Real Madrid Bisa Melemahkan Atletico dengan Umpan Silang

Analisis

by Ardy Nurhadi Shufi

Ardy Nurhadi Shufi

Pemimpin Redaksi | Pesepakbola Tarkam | Juru Taktik
ardynshufi@gmail.com

Real Madrid Bisa Melemahkan Atletico dengan Umpan Silang

Menjelang laga final Liga Champions 2015/2016 yang berlangsung Minggu (29/5) dini hari WIB, di Stadion San Siro, Milan, solidnya lini pertahanan Atleti menjadi sorotan. Sebagai bukti sahih, Barcelona dan Bayern Muenchen menjadi korban ketangguhan lini pertahanan Atleti di Liga Champions musim ini.

Meski gagal menjuarai La Liga, Atletico Madrid musim ini dikenal sebagai kesebelasan yang memiliki lini pertahanan tangguh. Jumlah torehan kemasukan Atleti pada musim ini hanya 18 kali kebobolan saja, di segala ajang, hanya kebobolan 26 gol.

Jumlah kebobolan Atleti tersebut merupakan yang tersedikit jika dibandingkan dengan torehan kesebelasan lain di liga manapun. Bahkan jumlah kebobolan Atleti musim ini, lebih sedikit dibandingkan ketika mereka berhasil menjuarai La Liga dan mencapai babak final Liga Champions pada musim 2013/2014.

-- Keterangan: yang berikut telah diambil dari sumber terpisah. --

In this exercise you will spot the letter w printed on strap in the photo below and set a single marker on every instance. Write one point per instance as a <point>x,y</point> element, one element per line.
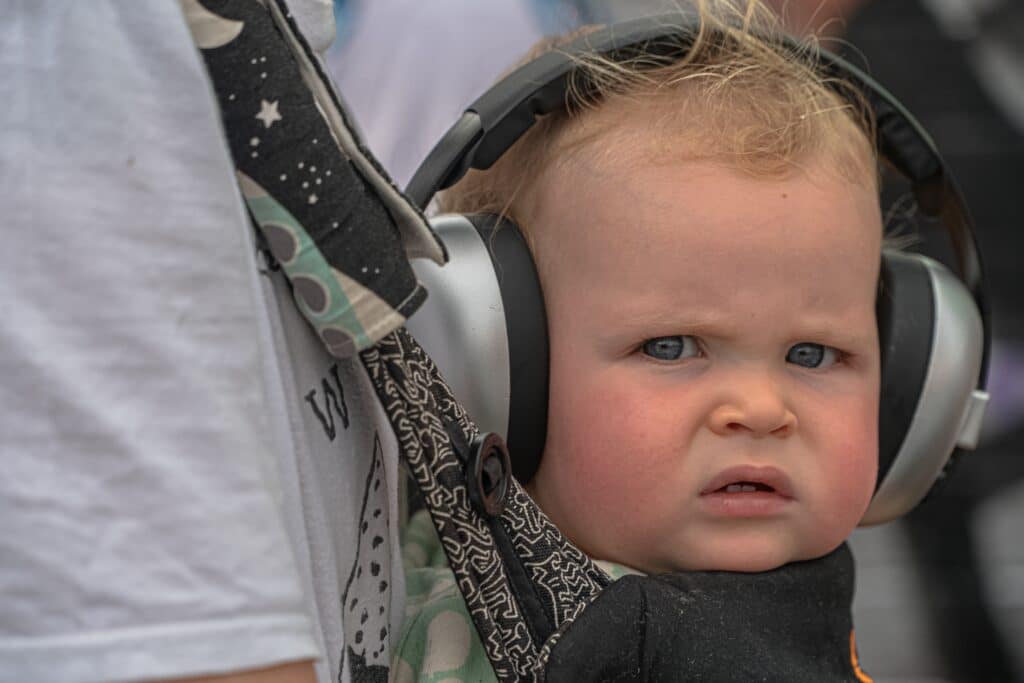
<point>342,233</point>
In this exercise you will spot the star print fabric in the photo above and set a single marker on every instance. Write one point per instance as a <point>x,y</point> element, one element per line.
<point>326,212</point>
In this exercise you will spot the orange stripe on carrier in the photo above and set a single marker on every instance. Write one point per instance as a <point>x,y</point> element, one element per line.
<point>861,676</point>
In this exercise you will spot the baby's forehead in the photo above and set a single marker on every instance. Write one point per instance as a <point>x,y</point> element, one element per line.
<point>669,127</point>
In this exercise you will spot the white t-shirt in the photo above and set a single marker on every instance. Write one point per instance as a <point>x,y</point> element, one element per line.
<point>189,483</point>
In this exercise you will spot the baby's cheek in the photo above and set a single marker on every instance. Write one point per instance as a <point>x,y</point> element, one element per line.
<point>851,468</point>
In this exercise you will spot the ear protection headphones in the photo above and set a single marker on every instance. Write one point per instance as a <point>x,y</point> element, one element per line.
<point>484,323</point>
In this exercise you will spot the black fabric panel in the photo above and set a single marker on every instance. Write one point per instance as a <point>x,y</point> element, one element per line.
<point>791,625</point>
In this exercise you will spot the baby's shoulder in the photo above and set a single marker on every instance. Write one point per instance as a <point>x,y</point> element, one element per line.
<point>438,640</point>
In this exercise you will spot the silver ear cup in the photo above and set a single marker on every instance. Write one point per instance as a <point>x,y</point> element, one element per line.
<point>949,406</point>
<point>462,324</point>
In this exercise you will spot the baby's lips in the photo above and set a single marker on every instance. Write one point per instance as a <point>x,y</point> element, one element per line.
<point>758,474</point>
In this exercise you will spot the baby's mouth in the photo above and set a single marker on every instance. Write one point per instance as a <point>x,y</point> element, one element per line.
<point>751,479</point>
<point>744,487</point>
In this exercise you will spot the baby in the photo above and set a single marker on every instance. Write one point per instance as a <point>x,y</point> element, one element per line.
<point>708,236</point>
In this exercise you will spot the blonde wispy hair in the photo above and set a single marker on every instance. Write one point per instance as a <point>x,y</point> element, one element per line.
<point>739,95</point>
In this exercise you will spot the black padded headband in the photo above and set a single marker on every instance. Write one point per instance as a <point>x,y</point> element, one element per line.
<point>492,124</point>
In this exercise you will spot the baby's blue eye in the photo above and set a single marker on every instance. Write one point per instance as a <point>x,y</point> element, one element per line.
<point>809,354</point>
<point>671,348</point>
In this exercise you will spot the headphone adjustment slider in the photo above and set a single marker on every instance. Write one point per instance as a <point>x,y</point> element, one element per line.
<point>970,429</point>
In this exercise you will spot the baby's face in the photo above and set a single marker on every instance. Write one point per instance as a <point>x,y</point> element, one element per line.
<point>714,363</point>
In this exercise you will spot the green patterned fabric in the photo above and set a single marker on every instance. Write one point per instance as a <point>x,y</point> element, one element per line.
<point>438,642</point>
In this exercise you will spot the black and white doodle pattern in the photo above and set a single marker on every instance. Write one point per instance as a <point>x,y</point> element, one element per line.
<point>422,410</point>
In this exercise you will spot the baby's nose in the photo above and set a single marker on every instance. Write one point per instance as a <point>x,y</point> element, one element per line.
<point>757,409</point>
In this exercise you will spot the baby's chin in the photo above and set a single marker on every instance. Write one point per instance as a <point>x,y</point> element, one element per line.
<point>747,558</point>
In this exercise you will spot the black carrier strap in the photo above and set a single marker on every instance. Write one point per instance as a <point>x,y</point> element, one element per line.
<point>342,239</point>
<point>342,233</point>
<point>521,579</point>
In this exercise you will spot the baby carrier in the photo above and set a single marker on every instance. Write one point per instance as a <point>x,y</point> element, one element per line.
<point>543,609</point>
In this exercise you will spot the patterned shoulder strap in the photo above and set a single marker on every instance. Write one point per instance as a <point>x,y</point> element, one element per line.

Tapi bukan berarti Atleti tanpa celah di lini pertahanan. Atleti pun nyatanya mengalami sejumlah kekalahan pada musim ini. Tercatat, Atleti menelan 10 kekalahan pada musim ini. Ini artinya, ada celah yang sebenarnya bisa dimanfaatkan setiap lawan, tak terkecuali Real Madrid yang menjadi lawan Atleti di babak final Liga Champions dini hari nanti.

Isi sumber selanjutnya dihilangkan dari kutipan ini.